Energies renouvelables : ça va coûter cher au contribuable, selon la Cour des comptes

L’Etat a trop privilégié le développement du solaire au détriment d’autres énergies, selon la Cour des comptes.

L’Etat a trop privilégié le développement du solaire au détriment d’autres énergies, selon la Cour des comptes. - -

La Cour des comptes critique, dans un rapport publié jeudi, la politique de l’État en faveur des énergies renouvelables. Selon les Sages, l'objectif en la matière est trop élevé et va nécessiter d'importants surcoûts à la charge du contribuable et du consommateur.

Les dépenses publiques en faveur des énergies renouvelables coutent extrêmement cher, et en plus elles ne sont pas efficaces ! La Cour des Comptes, dans un rapport dévoilé jeudi, dresse un constat sévère de la politique de l’Etat vis-à-vis des énergies renouvelables. L’objectif, déjà, paraît très ambitieux : les énergies « propres » devront représenter 23% de la consommation d’ici 2020, alors qu’elle n’en représente aujourd’hui que de 13,1%. L'effort à faire représente donc « globalement six à sept fois ce qui a été réalisé » lors des sept années précédentes, relève la Cour des comptes. En gros, il va falloir augmenter franchement les investissements. Le hic, c’est que cela coûte déjà très cher : entre 2005 et 2011, le coût de la politique de soutien mise en place par les pouvoirs publics a représenté 14,3 milliards d'euros en cumulé pour le contribuable et le consommateur. D’ici la fin de la décennie, le consommateur aura payé un surcoût de 40 milliards d’euros.
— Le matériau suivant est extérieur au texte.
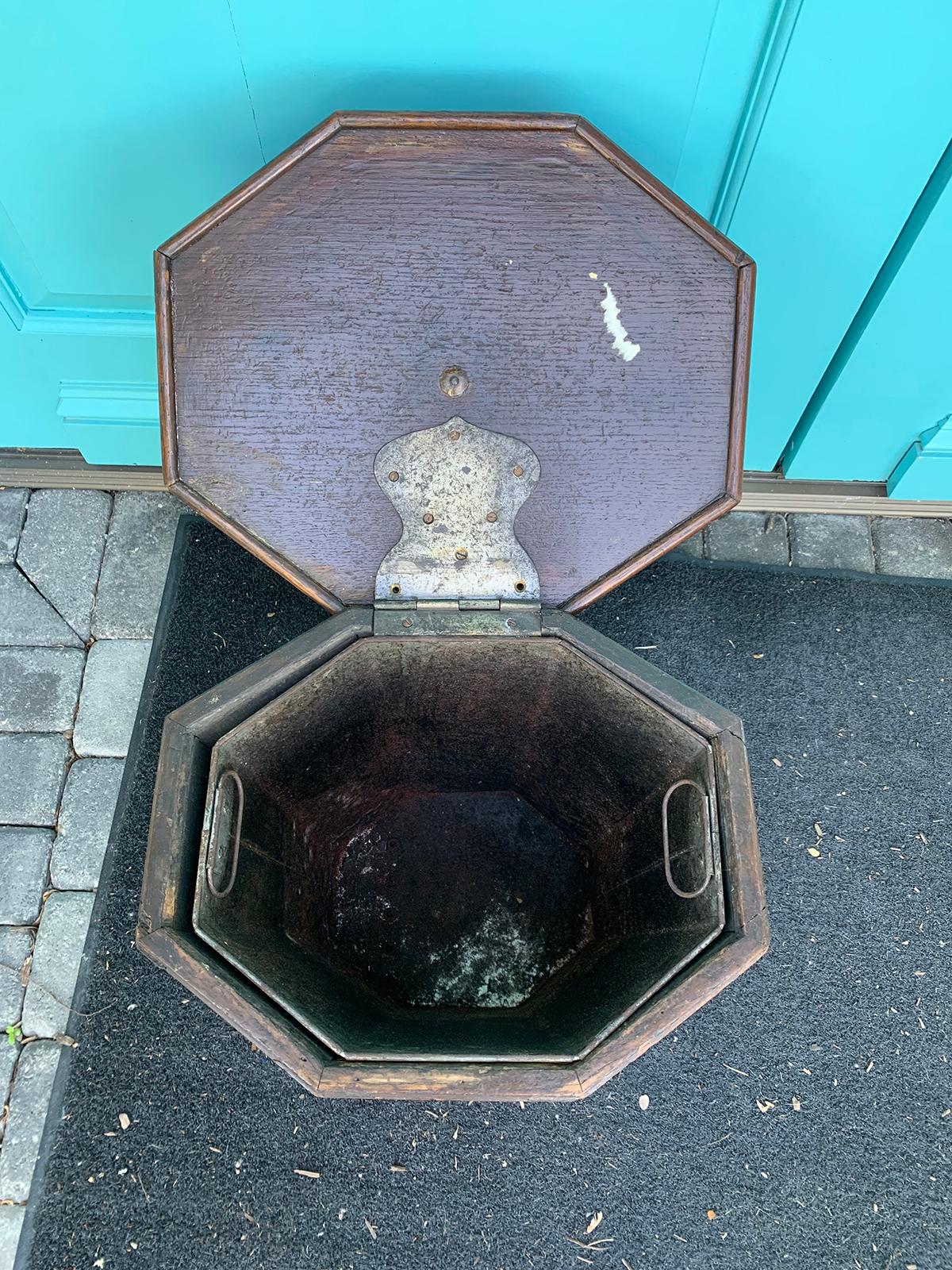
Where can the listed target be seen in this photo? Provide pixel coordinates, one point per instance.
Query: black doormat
(801, 1119)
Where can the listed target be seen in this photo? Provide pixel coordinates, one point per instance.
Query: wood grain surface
(306, 321)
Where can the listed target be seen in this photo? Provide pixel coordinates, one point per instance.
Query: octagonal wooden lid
(308, 319)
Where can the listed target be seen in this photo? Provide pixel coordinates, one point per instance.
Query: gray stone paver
(25, 863)
(8, 1062)
(914, 548)
(86, 819)
(136, 562)
(61, 549)
(56, 962)
(749, 537)
(33, 772)
(16, 945)
(27, 619)
(831, 543)
(40, 687)
(13, 505)
(32, 1086)
(112, 686)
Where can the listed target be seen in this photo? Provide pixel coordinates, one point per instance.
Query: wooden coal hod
(455, 378)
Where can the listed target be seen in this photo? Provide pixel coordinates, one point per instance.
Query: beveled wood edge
(689, 706)
(257, 548)
(662, 194)
(647, 556)
(241, 194)
(734, 471)
(167, 372)
(475, 121)
(743, 943)
(762, 492)
(735, 798)
(493, 121)
(740, 379)
(300, 149)
(173, 827)
(222, 708)
(296, 1052)
(697, 986)
(164, 931)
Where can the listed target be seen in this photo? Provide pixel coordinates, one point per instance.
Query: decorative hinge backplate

« Le consommateur y perd forcément »

« Pour le moment le consommateur y perd forcément, explique Nicolas Goldberg, spécialiste énergie pour la société de conseil Columbus. Le renouvelable s'achète 4 à 8 fois plus cher que l'électricité classique, donc oui, le consommateur paie la montée en puissance du renouvelable. Mais sur le long terme, quand les tarifs baisseront lorsque les énergies renouvelables seront matures, là le consommateur pourra potentiellement y gagner. Mais il faut choisir les filières dans lesquelles on peut être compétitif. On a fait certains choix malencontreux de créer une filière de zéro alors que d'autres pays avaient déjà de l'avance. L'exemple classique c'est le solaire, alors que l'on pouvait faire les investissements sur d'autres filières, comme la biomasse par exemple ». Voilà un autre problème pointé du doigt par la Cour des comptes. L’Etat a trop privilégié le développement du solaire au détriment d’autres énergies. L'électricité photovoltaïque capte près des deux tiers de la part dévolue aux renouvelables et ponctionnée sur les factures d’électricité des ménages, alors qu'elle ne produit que 2,7% de l'électricité « verte » en France.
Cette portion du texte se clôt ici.